Bridging the Gap for Patients
“No one is planning for a stroke,” says Jameson Crumb, PA-C, clinical director for the Crouse Neuroscience Institute. “There can be a lot of shock and confusion and with that comes a lot of questions. We’re trying to fill the gaps for the patients while also preventing re-admissions or ER visits.”

Jennifer Gibson, RN, is in the transitional care role. When applicable, Jennifer meets with patients while they are still in the hospital and makes sure they understand their treatment plan and medication schedules. She also reviews all of a patient’s documents and provider notes and communicates with the providers to be sure the treatment plan is accurate and according to the provider’s exact instructions.

“They are receiving a lot of information so it’s important for me to go over the medication schedules so they understand what they’re taking and when. I add specific dates and times for them to eliminate confusion. If they are being discharged, I make sure their medications have been ordered and they have any referrals they may need,” Jennifer says.

Jennifer said she will also go over instructions and answer any questions from loved ones, which sometimes involves setting up video calls between families and providers.

Chronic Care

For some patients, once they are discharged from hospital care, Sarah Driscoll, RN, steps in to provide chronic care follow-up.

“Our goal is to get patients back to health. We know that stroke patients are at risk for reoccurrence so we want to help patients limit their risks and provide education on signs and symptoms,” Sarah says. She typically works with about 160 patients every month.

Sarah and Jennifer work collaboratively to help patients coordinate their follow-up appointments with primary care physicians, specialty care physicians, physical therapy and make sure they understand their medications.

Benefitting from Chronic Care
For patients Jane Neal and Charles Usherwood, having Sarah to coordinate with primary and specialty care physicians was especially helpful.

Jane and Charles, 86 and 89 respectively, have been together for 10 years and were able to care for one another independently. But then Charles began to have issues with balance and walking. He saw David Padalino, MD, from the Crouse Neuroscience team, for a shunt. Shortly after, Jane suffered an ocular stroke and began seeing Collin Maloney, PA-C.

“I was just home from my first appointment with Collin when Sarah called me,” Jane says. “I’m seeing more doctors now than I ever have in my life and Sarah has helped me coordinate these appointments and make sure they all get my records.”

Jane and Charles both still speak with Sarah; Jane says she calls to check in on them often.

Now, Jane says, they are both doing better than ever.

Survivor Led Support
Sarah also makes patients aware of community resources, like stroke support groups.

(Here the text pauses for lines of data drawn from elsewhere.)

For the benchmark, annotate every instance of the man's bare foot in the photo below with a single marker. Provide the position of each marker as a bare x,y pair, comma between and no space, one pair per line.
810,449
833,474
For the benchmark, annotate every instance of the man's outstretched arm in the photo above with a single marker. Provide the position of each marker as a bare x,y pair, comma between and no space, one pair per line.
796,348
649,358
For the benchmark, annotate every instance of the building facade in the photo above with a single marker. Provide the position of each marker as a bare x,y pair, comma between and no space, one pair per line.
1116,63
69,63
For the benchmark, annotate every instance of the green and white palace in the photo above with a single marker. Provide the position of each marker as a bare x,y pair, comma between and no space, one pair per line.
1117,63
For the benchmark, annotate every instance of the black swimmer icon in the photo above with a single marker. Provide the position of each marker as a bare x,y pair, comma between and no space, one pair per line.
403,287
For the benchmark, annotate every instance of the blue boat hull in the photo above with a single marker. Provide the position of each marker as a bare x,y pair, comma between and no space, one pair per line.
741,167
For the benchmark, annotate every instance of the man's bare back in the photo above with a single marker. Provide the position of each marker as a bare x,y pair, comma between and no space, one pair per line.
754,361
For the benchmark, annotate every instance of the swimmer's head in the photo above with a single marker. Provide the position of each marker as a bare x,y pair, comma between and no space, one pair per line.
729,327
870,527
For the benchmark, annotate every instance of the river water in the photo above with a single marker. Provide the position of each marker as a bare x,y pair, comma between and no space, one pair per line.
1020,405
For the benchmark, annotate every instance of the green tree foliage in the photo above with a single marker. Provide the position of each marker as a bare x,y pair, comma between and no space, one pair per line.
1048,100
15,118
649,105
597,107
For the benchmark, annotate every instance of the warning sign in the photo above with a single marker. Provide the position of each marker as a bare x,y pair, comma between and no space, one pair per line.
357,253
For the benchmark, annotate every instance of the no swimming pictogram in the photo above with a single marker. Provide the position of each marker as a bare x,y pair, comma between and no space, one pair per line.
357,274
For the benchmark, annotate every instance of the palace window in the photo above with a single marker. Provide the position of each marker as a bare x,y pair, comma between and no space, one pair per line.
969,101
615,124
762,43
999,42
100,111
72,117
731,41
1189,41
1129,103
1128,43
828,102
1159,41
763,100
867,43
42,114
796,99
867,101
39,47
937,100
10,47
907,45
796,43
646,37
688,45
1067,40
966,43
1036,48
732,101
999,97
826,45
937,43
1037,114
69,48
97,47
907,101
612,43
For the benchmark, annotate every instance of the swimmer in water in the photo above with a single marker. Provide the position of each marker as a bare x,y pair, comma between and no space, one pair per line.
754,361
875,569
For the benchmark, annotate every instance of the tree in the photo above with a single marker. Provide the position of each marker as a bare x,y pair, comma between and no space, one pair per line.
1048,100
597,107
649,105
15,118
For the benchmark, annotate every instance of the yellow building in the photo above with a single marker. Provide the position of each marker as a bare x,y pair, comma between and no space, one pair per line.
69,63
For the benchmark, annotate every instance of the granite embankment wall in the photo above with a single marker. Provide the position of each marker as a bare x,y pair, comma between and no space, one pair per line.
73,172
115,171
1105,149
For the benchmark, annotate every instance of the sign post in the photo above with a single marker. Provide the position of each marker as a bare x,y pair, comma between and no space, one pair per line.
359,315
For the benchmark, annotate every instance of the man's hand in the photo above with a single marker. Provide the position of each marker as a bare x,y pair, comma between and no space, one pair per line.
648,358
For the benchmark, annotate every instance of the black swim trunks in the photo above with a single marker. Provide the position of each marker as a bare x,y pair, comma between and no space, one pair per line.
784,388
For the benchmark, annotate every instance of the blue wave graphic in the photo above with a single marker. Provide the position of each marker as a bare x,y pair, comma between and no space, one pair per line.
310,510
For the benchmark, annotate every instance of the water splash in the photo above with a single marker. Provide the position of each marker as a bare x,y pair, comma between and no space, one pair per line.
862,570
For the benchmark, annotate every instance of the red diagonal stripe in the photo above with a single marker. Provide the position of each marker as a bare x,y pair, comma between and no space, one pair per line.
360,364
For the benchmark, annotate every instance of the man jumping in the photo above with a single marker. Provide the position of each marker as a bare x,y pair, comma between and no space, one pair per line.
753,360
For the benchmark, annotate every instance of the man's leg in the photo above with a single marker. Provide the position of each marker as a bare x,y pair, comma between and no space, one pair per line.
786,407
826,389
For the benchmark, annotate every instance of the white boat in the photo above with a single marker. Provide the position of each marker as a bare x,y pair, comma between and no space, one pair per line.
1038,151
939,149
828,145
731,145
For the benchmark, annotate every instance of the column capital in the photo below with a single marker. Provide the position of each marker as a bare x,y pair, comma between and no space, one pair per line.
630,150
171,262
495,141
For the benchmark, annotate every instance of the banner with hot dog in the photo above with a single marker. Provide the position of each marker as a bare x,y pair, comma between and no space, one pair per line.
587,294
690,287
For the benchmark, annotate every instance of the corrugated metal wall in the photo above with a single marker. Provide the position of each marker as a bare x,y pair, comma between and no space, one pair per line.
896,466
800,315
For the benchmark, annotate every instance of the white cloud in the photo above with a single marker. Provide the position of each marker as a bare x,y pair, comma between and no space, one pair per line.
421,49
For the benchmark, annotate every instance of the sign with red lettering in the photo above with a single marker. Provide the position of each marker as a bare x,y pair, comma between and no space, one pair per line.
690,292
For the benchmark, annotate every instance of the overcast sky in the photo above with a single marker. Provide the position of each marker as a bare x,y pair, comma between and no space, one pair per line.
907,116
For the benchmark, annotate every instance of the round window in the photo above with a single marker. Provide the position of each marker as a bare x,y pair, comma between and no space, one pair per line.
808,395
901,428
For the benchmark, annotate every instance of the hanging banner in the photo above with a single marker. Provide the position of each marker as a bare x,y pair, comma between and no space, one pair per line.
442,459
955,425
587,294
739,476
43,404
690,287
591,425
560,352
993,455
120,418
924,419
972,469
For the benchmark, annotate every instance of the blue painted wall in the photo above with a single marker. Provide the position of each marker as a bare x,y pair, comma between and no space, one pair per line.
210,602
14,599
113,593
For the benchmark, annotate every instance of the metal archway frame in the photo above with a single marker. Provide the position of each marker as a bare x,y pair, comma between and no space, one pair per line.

One local support group, Triumph Over Stroke, is led by Katie Weiss who suffered a stroke in 2015 at 33 years old. After being treated at Crouse, she was invited to give feedback at a stroke survivor session at the hospital.

“It was eye-opening,” Katie says. “I felt so connected to everyone. I was the youngest there but there were so many people who had recovered so much and others who were still struggling and I was so moved.”

This session generated the idea for a survivor-led group. Katie admits it was slow-going at first but after a few months attendance began picking up. Both survivors and those impacted by stroke – families or caretakers – are invited to attend.

The group meets on the fourth Monday of each month, incorporating Zoom into their meetings since the pandemic, and often features guest speakers from Crouse like Kelly Van Auken from our Physical Rehabilitation team and Crouse neurosurgeons like Dr. Padalino.

The group also is great about sharing information and resources with one another.

Katie recognizes that every stroke survivor faces different struggles but there are commonalities that bring them together.

“Whether you’re two days out from your stroke or two years out, you’ll have struggles. But there is hope—and support,” she says.

Laurie Clark is the Communications and Digital Media Manager at Crouse Health.